A coincidência cronológica entre a constituição da América Latina e o
despontamento do poder capitalista resultaram na consolidação do que mais tarde foi
chamado de Europa como sendo o eixo central da prática de dominação que marcou a
modernidade e perdura até os dias de hoje. A produção de conhecimento a partir daí
ficou alinhada aos interesses econômicos do sistema capitalista, agindo como ferramenta
de justificação das estruturas de poder vigentes, de naturalização das relações de
colonialidade. Autodenominada racional, essa produção cognitiva negava a validade de
qualquer outra perspectiva de conhecimento.
Quijano chama a atenção para o fato de que a mentalidade eurocêntrica não é
exclusividade dos europeus ou de quem está no topo da cadeia alimentar econômica
mundial, mas também está presente naqueles que são educados sob essa hegemonia,
fator resultante do trabalho cognitivo de naturalização das relações de poder coloniais.
Cria-se o mito de que elas são naturais, em si, e portanto não estão sujeitas a
questionamentos. Esta fábula cunha a ideia de que a humanidade está em um caminho
único e linear de desenvolvimento, cuja posição de determinado povo os classifica como
inferiores ou superiores, racionais ou irracionais. Ironicamente, os criadores desta
concepção são também os líderes da corrida. Esse mecanismo é tão poderoso que é capaz
de fazer um indivíduo nascido em um território colonizado compactuar com a ideia de
que ele próprio é inferior (intelectual e culturalmente) ao seu colonizador. São estruturas
de dominação que extrapolam limites físicos e econômicos, adentrando campos como a
cultura e o pensamento.
Para aprofundar a exposição sobre a colonialidade do poder consolidada, entre
outras coisas, na visão unilinear da História, Quijano utiliza da análise dos papeis tanto
do materialismo histórico quanto da ideologia liberal na edificação do eurocentrismo.
Fator que a atual conjuntura política do nosso continente torna ainda mais atual e
pertinente. As raízes do liberalismo ainda criam galhos na forma de aplicação de
políticas econômicas neoliberais na América do Sul e o materialismo histórico clássico
(apesar de pertinente), por conta de seu paralelismo à reducionista visão unilinear e
totalizante, não é o suficiente para interpretar todas as relações econômicas e sociais
entre as classes, como o autor não só nos mostrará como também irá propor um avanço
na direção de uma teoria histórica de classificação social, que dê conta de todos os
aspectos das relações de exploração, dominação e conflito nas disputas pelo controle do
trabalho, da natureza, do sexo, da subjetividade, da autoridade e, em suma, do poder.

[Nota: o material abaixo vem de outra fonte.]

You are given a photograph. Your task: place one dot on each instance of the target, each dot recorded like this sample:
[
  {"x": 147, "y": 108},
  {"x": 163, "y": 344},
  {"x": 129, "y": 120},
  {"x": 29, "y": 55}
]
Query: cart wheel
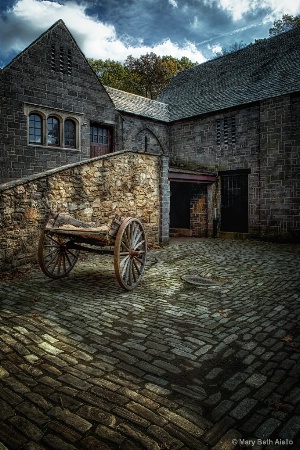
[
  {"x": 130, "y": 253},
  {"x": 55, "y": 257}
]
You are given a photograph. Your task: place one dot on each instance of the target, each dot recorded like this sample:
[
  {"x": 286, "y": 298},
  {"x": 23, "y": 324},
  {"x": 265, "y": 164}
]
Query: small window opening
[
  {"x": 69, "y": 63},
  {"x": 61, "y": 60},
  {"x": 69, "y": 133},
  {"x": 35, "y": 129},
  {"x": 52, "y": 57},
  {"x": 99, "y": 135},
  {"x": 218, "y": 131},
  {"x": 52, "y": 131}
]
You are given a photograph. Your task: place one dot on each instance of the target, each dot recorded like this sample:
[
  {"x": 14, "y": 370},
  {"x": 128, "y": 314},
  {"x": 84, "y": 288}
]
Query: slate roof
[
  {"x": 263, "y": 70},
  {"x": 135, "y": 104}
]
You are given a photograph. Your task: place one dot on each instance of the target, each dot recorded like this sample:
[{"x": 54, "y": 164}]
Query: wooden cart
[{"x": 64, "y": 237}]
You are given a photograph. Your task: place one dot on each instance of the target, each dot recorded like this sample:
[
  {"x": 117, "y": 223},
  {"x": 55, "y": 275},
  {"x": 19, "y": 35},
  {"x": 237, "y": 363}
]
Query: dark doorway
[
  {"x": 101, "y": 142},
  {"x": 180, "y": 204},
  {"x": 234, "y": 202}
]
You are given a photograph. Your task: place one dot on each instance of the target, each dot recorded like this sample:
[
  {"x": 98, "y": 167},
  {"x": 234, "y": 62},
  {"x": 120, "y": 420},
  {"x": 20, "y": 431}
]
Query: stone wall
[
  {"x": 263, "y": 138},
  {"x": 142, "y": 135},
  {"x": 227, "y": 140},
  {"x": 123, "y": 183},
  {"x": 280, "y": 166},
  {"x": 51, "y": 77}
]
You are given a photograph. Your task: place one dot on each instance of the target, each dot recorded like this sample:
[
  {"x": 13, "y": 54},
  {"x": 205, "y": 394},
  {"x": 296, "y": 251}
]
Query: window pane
[
  {"x": 70, "y": 140},
  {"x": 52, "y": 131},
  {"x": 35, "y": 129},
  {"x": 99, "y": 135}
]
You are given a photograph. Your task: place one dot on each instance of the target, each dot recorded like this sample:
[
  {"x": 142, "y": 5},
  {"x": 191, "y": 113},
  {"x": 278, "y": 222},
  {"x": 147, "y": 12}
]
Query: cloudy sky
[{"x": 117, "y": 28}]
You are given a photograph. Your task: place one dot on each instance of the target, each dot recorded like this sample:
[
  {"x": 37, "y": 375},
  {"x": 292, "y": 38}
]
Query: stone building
[
  {"x": 230, "y": 127},
  {"x": 54, "y": 111}
]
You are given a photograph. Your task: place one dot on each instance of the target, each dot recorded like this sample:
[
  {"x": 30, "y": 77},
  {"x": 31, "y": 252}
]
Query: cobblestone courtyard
[{"x": 171, "y": 365}]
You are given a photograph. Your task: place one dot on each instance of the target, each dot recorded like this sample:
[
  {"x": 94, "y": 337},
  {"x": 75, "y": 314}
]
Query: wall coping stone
[{"x": 36, "y": 176}]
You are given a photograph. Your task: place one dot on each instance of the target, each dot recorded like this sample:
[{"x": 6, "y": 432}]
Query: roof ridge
[{"x": 136, "y": 95}]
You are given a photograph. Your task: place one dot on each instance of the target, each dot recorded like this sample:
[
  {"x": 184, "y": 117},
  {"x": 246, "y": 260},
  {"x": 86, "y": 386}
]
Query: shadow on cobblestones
[{"x": 85, "y": 365}]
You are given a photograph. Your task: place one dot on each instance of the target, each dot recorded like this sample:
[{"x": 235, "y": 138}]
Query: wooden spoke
[
  {"x": 55, "y": 257},
  {"x": 130, "y": 253}
]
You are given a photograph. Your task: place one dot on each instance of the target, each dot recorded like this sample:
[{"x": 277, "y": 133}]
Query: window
[
  {"x": 70, "y": 133},
  {"x": 53, "y": 127},
  {"x": 35, "y": 129},
  {"x": 99, "y": 135},
  {"x": 52, "y": 131},
  {"x": 226, "y": 131},
  {"x": 61, "y": 59}
]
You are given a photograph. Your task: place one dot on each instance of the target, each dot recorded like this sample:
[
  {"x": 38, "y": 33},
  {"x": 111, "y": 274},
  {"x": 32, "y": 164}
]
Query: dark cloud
[{"x": 141, "y": 23}]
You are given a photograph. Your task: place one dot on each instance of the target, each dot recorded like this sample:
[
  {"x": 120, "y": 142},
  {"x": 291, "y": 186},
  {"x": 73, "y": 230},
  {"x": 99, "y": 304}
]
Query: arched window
[
  {"x": 70, "y": 133},
  {"x": 52, "y": 131},
  {"x": 35, "y": 129}
]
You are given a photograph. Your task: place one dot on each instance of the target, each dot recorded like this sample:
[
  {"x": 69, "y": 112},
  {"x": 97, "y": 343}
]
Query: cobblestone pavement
[{"x": 171, "y": 365}]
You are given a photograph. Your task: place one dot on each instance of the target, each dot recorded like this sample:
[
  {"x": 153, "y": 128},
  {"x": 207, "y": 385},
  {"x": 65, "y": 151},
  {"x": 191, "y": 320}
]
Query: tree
[
  {"x": 114, "y": 74},
  {"x": 147, "y": 75},
  {"x": 286, "y": 23}
]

O resgate da leitura de Aníbal Quijano se mostra crucial não só para entender as
relações de poder coloniais, mas também seus reflexos em características da vida em
sociedade atualmente, como os modelos econômicos, o racismo, a colonialidade cultural
e epistêmica, a mentalidade pórtica dos territórios colonizados, o perigo da naturalização
de práticas de dominação, etc. E, assim, ressalta a importância da libertação e
descolonização (em todos os seus aspectos) das nossas sociedades latino-americanas.